The odds ratio for the horsepower variable is 1.04.
The odds ratio for the highway_mpg variable is 0.73.


The odds ratio is greater than one for the horsepower variable when the highway_mpg is constant and less than one for the highway_mpg when the horsepower is constant. In other words:

1- Cars with the same consumption per gallon but with more powerful engines are more likely to be more expensive and,

2- Cars with the same horsepower but with higher petrol consumption are likely to be less expensive.

# Success probability

The odds and odds ratio are much more useful than the success probability of an outcome itself. That's why we sidestepped the connection between the predictors $X$ and the success probability $EY$. However, one can still compute $EY$ with the mathematical expressions above. It is easy to show that:
$$
EY = \frac{e^{\alpha + \beta*X}}{1 +e^{\alpha + \beta*X} }.
$$

There is no easy way to isolate the coefficients of the logistic regression in terms of the success probability $EY$. However, we can still compute it given a value for a predictor $X$.

Scikitlearn provides a method to perform the calculation above more quickly via the [predict_proba](https://scikit-learn.org/stable/modules/generated/sklearn.linear_model.LogisticRegression.html#sklearn.linear_model.LogisticRegression.predict_proba) method.

It is important to mention that an outcome could still be negative even if the probability of predicting it as positive is high. This is another reason why the odds and odds ratio are preferred. It informs how many positive and negative outcomes one would expect in a dataset.
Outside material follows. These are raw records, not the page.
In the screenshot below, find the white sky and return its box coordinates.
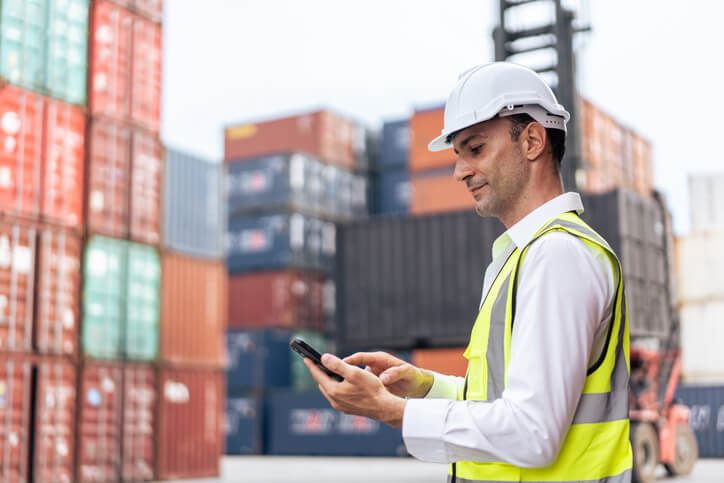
[161,0,724,233]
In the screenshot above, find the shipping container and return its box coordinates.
[86,119,131,238]
[33,357,77,482]
[0,354,33,483]
[161,252,228,367]
[0,84,44,218]
[410,166,475,215]
[42,99,85,228]
[376,119,408,171]
[675,385,724,458]
[675,229,724,305]
[35,227,82,355]
[224,392,264,455]
[265,389,407,456]
[129,129,163,245]
[224,111,365,169]
[409,107,457,173]
[77,361,123,482]
[163,150,226,258]
[228,270,325,329]
[0,221,36,352]
[156,368,225,480]
[412,347,468,377]
[689,172,724,233]
[226,329,293,394]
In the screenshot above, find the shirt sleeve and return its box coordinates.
[402,232,614,467]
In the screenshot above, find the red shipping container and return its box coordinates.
[0,354,33,483]
[35,228,83,355]
[0,84,45,217]
[156,368,225,480]
[33,357,77,483]
[228,270,324,329]
[77,360,123,482]
[42,99,85,227]
[0,221,37,352]
[161,253,227,367]
[130,129,163,245]
[224,111,360,168]
[86,118,131,238]
[122,364,157,481]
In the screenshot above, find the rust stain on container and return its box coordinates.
[33,357,77,483]
[412,347,468,377]
[161,253,227,367]
[35,228,82,355]
[156,368,225,480]
[228,270,325,329]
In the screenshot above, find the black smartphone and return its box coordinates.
[289,337,344,382]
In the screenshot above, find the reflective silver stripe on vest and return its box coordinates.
[447,470,631,483]
[485,273,512,401]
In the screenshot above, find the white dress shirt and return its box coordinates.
[402,193,618,467]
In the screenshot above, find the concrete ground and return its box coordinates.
[171,456,724,483]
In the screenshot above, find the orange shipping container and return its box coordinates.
[224,111,362,168]
[410,107,457,173]
[412,347,468,377]
[161,253,227,367]
[410,170,475,215]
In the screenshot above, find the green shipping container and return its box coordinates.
[0,0,90,105]
[81,236,161,361]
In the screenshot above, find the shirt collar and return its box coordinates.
[493,192,583,258]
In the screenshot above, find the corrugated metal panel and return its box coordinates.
[226,329,293,392]
[229,270,324,329]
[224,393,264,454]
[32,358,77,482]
[156,368,225,480]
[0,222,37,352]
[163,150,226,258]
[377,119,408,170]
[45,0,90,104]
[77,361,123,482]
[161,253,227,367]
[676,386,724,458]
[35,228,82,355]
[680,300,724,385]
[0,85,43,218]
[0,354,33,482]
[266,390,407,456]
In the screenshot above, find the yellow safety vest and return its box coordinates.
[448,213,632,483]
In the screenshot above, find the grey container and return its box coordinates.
[163,149,226,258]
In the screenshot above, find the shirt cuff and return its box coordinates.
[402,399,453,463]
[425,371,465,401]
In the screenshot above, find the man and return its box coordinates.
[305,62,632,483]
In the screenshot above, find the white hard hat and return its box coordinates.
[427,62,571,151]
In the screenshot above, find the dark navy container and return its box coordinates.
[379,119,410,169]
[224,393,264,454]
[675,385,724,458]
[265,390,407,456]
[226,329,294,392]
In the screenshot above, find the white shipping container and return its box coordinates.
[689,172,724,233]
[681,301,724,384]
[675,231,724,304]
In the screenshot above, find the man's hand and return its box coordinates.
[304,354,406,428]
[344,352,433,398]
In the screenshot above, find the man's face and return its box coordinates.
[453,118,529,220]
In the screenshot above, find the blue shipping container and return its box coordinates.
[226,329,293,392]
[265,390,407,456]
[379,119,410,169]
[375,167,412,215]
[675,386,724,458]
[224,393,264,454]
[163,149,226,258]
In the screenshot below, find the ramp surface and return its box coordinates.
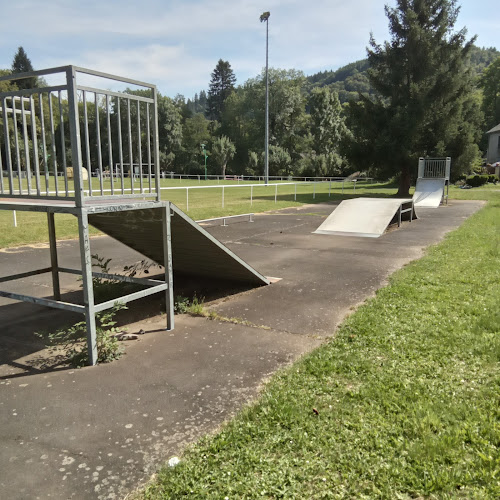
[89,200,269,285]
[413,178,446,208]
[314,198,416,238]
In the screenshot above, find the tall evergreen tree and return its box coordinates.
[12,47,37,89]
[207,59,236,121]
[350,0,479,196]
[481,57,500,130]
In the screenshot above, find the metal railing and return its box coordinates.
[418,157,451,180]
[0,66,160,206]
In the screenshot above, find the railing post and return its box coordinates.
[67,66,85,207]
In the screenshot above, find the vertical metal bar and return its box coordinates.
[21,97,31,194]
[47,212,61,300]
[77,208,97,365]
[137,101,144,193]
[163,202,174,330]
[94,92,104,196]
[106,94,115,195]
[82,90,92,196]
[146,102,151,193]
[65,66,85,207]
[12,98,23,195]
[59,91,69,196]
[116,97,125,194]
[127,99,134,194]
[48,92,59,196]
[2,97,14,194]
[0,123,5,194]
[30,95,40,196]
[38,92,50,196]
[153,87,161,201]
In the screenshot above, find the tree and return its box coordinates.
[212,135,236,176]
[207,59,236,121]
[481,57,500,130]
[309,87,349,175]
[12,47,37,90]
[350,0,479,193]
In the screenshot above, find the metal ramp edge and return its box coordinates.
[88,203,269,286]
[313,198,417,238]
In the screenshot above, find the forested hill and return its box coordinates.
[306,46,500,103]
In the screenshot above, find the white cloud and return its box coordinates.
[0,0,498,96]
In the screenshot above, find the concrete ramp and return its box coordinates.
[89,203,269,286]
[413,179,446,208]
[314,198,417,238]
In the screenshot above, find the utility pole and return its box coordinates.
[260,12,271,185]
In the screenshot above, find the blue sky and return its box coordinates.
[0,0,500,97]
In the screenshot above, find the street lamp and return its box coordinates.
[260,12,271,185]
[201,144,208,180]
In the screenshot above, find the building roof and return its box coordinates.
[486,123,500,134]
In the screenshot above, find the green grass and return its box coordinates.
[143,198,500,499]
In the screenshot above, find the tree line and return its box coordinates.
[2,0,500,195]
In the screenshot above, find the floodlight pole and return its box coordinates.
[260,12,271,185]
[201,144,208,180]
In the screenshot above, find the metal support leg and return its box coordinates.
[47,212,61,300]
[78,210,97,365]
[163,203,174,330]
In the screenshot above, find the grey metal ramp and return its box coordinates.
[314,198,416,238]
[89,204,269,286]
[413,178,446,208]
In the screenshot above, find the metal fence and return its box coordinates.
[0,66,160,206]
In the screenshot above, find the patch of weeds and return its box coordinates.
[35,302,127,367]
[87,254,163,302]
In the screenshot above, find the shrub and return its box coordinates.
[467,175,488,187]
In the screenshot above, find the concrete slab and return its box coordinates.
[413,179,446,208]
[0,197,483,499]
[314,198,413,238]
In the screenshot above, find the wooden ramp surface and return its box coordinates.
[413,178,446,208]
[89,204,269,285]
[314,198,416,238]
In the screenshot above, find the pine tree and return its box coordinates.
[12,47,37,90]
[207,59,236,121]
[350,0,479,196]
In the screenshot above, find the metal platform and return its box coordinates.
[0,66,269,364]
[314,198,417,238]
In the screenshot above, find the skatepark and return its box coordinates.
[0,197,483,498]
[0,67,490,498]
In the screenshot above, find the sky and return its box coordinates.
[0,0,500,98]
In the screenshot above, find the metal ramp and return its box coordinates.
[314,198,417,238]
[413,178,446,208]
[89,203,269,286]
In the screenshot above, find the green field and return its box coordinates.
[141,191,500,499]
[0,178,378,248]
[0,178,500,248]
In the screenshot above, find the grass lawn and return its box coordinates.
[142,192,500,499]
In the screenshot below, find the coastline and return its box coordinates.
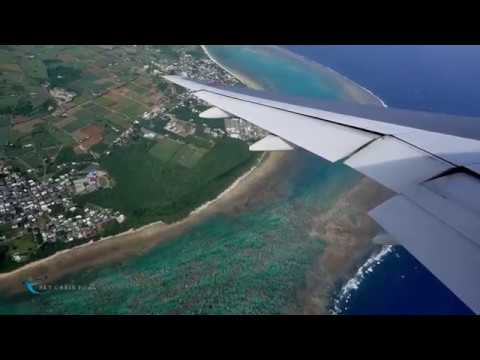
[0,46,396,314]
[0,45,283,294]
[0,152,287,296]
[200,45,264,90]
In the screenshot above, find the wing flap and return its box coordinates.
[195,90,379,162]
[344,136,451,193]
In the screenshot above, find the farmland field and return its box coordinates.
[78,139,259,225]
[149,137,183,162]
[172,144,208,168]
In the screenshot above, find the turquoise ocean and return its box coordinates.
[0,46,456,314]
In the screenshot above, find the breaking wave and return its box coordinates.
[330,245,393,315]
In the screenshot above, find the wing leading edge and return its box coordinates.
[165,76,480,314]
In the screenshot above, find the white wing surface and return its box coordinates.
[165,76,480,313]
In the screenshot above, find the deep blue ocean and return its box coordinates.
[0,46,480,314]
[286,45,480,314]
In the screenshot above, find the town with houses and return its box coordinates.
[0,47,266,270]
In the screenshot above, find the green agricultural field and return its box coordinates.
[77,139,259,225]
[95,96,116,107]
[149,137,183,162]
[115,98,149,119]
[48,126,75,146]
[8,233,39,256]
[20,57,48,81]
[172,144,208,169]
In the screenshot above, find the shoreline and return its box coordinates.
[0,152,287,296]
[200,45,265,90]
[0,45,282,290]
[0,45,396,314]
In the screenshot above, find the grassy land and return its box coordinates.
[149,137,183,162]
[78,138,258,228]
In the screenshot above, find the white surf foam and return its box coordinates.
[330,245,393,315]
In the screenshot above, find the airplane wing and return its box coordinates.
[165,76,480,314]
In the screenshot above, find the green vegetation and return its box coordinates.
[78,138,258,228]
[8,233,38,256]
[172,144,208,168]
[149,137,183,162]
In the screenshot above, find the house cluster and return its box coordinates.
[224,118,268,141]
[0,166,121,246]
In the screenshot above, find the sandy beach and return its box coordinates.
[0,148,288,295]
To illustrate how the predict_proba works, let's compute the predicted success probabilities for all the data points of the subset we defined above:


In [29]:
# Array containing all predicted probabilities for the outcomes of X_subset
model2.predict_proba(X_subset)

array([[1.64812456e-01, 8.35187544e-01],
       [9.94480393e-01, 5.51960662e-03],
       [9.94480393e-01, 5.51960662e-03],
       [9.16053075e-01, 8.39469252e-02],
       [9.96792251e-01, 3.20774860e-03],
       [7.98588049e-01, 2.01411951e-01],
       [4.25664094e-01, 5.74335906e-01],
       [9.53188185e-01, 4.68118147e-02],
       [9.43713718e-01, 5.62862825e-02],
       [9.95623324e-01, 4.37667600e-03],
       [2.69324022e-01, 7.30675978e-01],
       [9.99754222e-01, 2.45777611e-04],
       [8.04750559e-02, 9.19524944e-01],
       [3.79219443e-01, 6.20780557e-01],
       [7.98588049e-01, 2.01411951e-01],
       [1.06784383e-01, 8.93215617e-01],
       [5.71353216e-01, 4.28646784e-01],
       [9.79540125e-01, 2.04598753e-02],
       [9.99974398e-01, 2.56018410e-05],
       [9.98740349e-01, 1.25965136e-03],
       [9.99637902e-01, 3.62097743e-04],
       [9.98740349e-01, 1.25965136e-03],
       [6.08930337e-01, 3.91069663e-01],
       [7.51094892e-01, 2.48905108e-01],
       [7.181450

As we can see, it is much harder to quickly obtain useful information from the array above.

# Summary

In this lesson we learned:

- How to isolate and interpret the coefficients of a logistic regression model in terms of the odds and odds ratio.

- How to build a logistic regression model using sklearn.

- How to retrieve the coefficients from the model.

- How to use the predict_proba to calculate the success probability of every data in a dataset.

- Why odds and odds ratio are preferred rather than the success probability when interpreting the coefficients of a logistic regression model.